平成27年12月定例会一般質問 / 質問内容

2.海洋再生可能エネルギーについて

平成27年12月定例会一般質問

さて、海洋再生可能エネルギーの利用に関しては、平成25年に「和歌山海洋再生エネルギー検討委員会」が設けられ、二度の検討委員会が開催されています。目的は海洋エネルギーの実証フィールドの申請にあたり、県内候補地を選定することにあったことから、その後は開催されていないところです。
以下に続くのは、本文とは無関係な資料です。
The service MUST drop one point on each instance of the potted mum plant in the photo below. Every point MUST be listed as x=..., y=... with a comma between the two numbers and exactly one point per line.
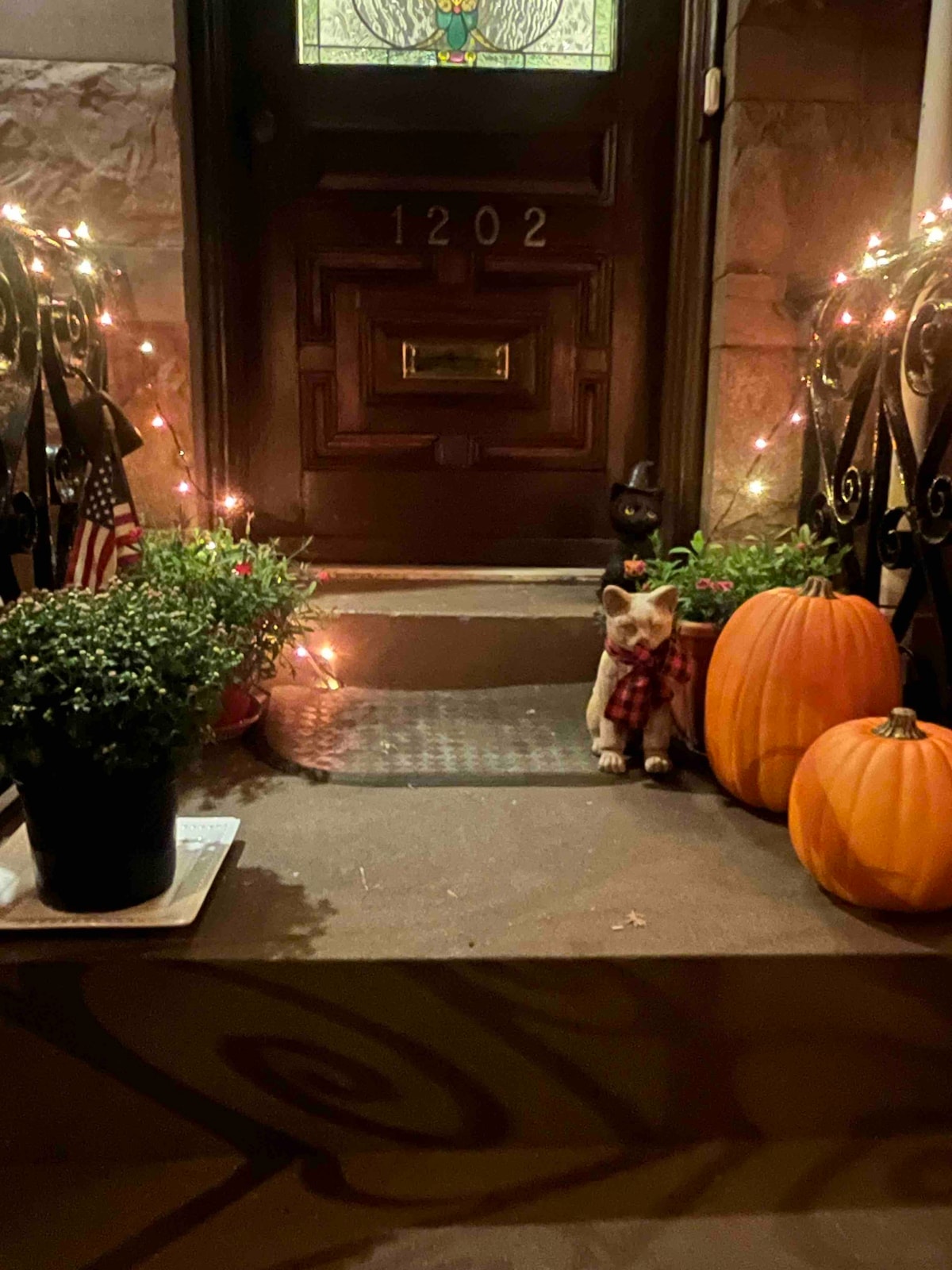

同検討委員会では、潮岬沖を流れる黒潮を活用した海流発電の優位性が高いと評価し、海洋再生可能エネルギー実証フィールドの提案書を内閣官房に提出しましたが、平成26年7月では採択されませんでした。その時に海洋再生可能エネルギー実証フィールドに選定されているのは6つの海域で、平成27年4月に岩手県の釜石沖で波力浮体式洋上風力が追加選定されていますから、現在7つの海域が実証フィールドとして実証が進められています。

現在のところ、政府の事業支援を受けた事業者が個別に実証フィールドを整備していたことから、漁業権の調整が難しく開発に時間を要することや、設備投資コストが高くて参入企業が限られていることなどの問題があり、なかなか進展が難しい状況にあります。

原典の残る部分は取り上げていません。